BONACCINI - "Non posso non esprimere stupore e sconcerto, anche a nome delle altre Regioni, per la decisione di bloccare la riapertura degli impianti sciistici a pochissime ore dalla annunciata e condivisa ripartenza per domani. Solo una settimana fa il Cts nazionale aveva validato la riapertura di queste attività in zona gialla attraverso linee guida molto stringenti, formulate dalle Regioni in accordo coi gestori e secondo le indicazioni degli stessi tecnici". Ad affermarlo è il presidente della Regione Emilia-Romagna, e della Conferenza delle Regioni, Stefano Bonaccini, in un post su Facebook.

LEGA - "La montagna, finora dimenticata, merita rispetto e attenzione: che risposte si danno e in che tempi al documento predisposto dalle regioni?

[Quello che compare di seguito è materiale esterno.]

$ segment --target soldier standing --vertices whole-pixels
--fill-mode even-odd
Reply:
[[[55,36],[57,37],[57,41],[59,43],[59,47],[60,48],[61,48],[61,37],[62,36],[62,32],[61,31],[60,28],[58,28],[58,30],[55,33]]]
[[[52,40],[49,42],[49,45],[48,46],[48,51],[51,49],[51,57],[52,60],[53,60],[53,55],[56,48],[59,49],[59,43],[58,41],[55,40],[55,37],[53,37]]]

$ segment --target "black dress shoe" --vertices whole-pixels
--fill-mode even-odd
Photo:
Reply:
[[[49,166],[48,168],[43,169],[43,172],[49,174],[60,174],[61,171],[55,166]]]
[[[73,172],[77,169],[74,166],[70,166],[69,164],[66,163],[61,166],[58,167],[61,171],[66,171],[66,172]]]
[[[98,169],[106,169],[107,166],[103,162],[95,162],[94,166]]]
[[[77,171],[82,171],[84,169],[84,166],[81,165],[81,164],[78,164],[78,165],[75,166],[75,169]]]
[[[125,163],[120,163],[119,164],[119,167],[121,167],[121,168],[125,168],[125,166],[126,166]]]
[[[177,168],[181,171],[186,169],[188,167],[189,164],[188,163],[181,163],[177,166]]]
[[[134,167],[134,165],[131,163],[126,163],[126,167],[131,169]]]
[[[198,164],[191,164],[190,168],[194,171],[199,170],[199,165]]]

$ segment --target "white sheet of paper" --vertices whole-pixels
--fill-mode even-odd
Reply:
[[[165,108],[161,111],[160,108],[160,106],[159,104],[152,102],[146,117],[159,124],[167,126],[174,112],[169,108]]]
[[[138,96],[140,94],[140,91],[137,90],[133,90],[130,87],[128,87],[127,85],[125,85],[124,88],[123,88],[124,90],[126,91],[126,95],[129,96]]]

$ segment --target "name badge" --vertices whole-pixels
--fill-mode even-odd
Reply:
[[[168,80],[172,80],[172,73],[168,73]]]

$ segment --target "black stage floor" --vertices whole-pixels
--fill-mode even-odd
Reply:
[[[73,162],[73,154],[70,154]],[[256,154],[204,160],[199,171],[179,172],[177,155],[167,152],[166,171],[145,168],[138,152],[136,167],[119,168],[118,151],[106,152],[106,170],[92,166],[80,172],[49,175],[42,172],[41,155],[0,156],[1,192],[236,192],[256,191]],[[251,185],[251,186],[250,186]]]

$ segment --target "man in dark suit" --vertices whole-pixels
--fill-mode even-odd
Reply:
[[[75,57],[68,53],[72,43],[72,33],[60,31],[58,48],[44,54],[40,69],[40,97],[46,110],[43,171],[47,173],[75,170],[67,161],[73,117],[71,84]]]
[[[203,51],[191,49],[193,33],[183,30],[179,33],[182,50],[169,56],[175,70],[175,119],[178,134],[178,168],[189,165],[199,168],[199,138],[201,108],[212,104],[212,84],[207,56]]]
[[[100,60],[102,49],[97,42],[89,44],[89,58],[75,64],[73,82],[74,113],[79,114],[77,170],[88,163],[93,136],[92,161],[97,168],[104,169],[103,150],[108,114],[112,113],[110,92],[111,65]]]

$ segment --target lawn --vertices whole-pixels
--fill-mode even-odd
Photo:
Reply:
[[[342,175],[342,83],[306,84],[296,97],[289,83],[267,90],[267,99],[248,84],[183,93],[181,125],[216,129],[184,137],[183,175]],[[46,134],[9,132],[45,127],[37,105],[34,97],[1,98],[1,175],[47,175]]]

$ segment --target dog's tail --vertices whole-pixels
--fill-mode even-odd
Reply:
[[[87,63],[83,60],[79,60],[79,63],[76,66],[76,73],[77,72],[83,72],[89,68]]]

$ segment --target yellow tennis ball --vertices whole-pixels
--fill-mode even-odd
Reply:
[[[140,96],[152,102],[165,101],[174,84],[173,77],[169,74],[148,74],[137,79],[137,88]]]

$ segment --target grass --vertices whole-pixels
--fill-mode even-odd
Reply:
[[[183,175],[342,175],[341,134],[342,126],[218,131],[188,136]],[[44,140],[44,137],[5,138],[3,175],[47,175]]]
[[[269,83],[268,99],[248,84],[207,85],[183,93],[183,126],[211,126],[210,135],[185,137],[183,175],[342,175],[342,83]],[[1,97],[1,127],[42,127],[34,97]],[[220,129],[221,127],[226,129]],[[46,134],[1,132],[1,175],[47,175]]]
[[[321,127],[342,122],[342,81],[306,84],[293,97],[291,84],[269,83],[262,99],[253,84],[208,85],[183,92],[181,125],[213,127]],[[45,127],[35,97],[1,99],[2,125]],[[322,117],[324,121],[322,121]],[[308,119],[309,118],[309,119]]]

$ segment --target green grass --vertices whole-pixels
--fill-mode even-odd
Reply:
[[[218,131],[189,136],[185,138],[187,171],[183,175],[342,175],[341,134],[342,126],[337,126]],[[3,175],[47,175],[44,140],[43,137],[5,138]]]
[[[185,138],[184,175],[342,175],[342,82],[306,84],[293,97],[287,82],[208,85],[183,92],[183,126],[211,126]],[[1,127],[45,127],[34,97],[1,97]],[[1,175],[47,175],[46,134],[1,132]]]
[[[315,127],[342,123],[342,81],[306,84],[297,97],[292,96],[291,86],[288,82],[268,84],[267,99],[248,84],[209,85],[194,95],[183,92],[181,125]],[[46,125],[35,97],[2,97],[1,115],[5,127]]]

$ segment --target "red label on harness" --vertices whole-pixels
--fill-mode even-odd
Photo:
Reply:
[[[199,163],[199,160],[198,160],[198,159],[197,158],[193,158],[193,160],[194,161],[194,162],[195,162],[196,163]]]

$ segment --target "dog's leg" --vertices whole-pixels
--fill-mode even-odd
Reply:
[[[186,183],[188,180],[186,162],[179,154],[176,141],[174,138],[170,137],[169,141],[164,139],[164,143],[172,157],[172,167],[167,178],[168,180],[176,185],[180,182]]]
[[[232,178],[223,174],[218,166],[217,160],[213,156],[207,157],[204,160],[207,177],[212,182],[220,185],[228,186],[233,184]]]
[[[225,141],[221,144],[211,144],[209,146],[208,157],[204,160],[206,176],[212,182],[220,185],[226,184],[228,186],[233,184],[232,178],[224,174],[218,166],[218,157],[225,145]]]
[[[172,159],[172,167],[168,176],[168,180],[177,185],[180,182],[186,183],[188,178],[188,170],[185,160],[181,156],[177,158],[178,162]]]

Non è solo questione di cifre: non è detto nemmeno che bastino i 4,5 miliardi richiesti quando la stagione non era ancora compromessa, probabilmente ne serviranno di più, a maggior ragione se ci sono altri stop". Lo dicono i ministri Giancarlo Giorgetti e Massimo Garavaglia dopo la decisione del ministro. "È prima di tutto una questione di rispetto per un sistema delicato che tanto contribuisce al benessere del Paese. Gli indennizzi per la montagna devono avere la priorità assoluta, quando si reca un danno, il danno va indennizzato; già subito nel prossimo decreto”, aggiungono. "Non si può continuare con il 'metodo Conte', annuncio la domenica e chiusura il lunedì, ad opera del trio Ricciardi Arcuri Speranza. Serve un cambio di passo e rispetto per la gente di montagna e per chi lavora, oltre a rimborsi veri e immediati: aldilà di Speranza, appena riconfermato ministro, è necessario un cambio di squadra a livello tecnico”. Così i capigruppo della Lega Massimiliano Romeo e Riccardo Molinari.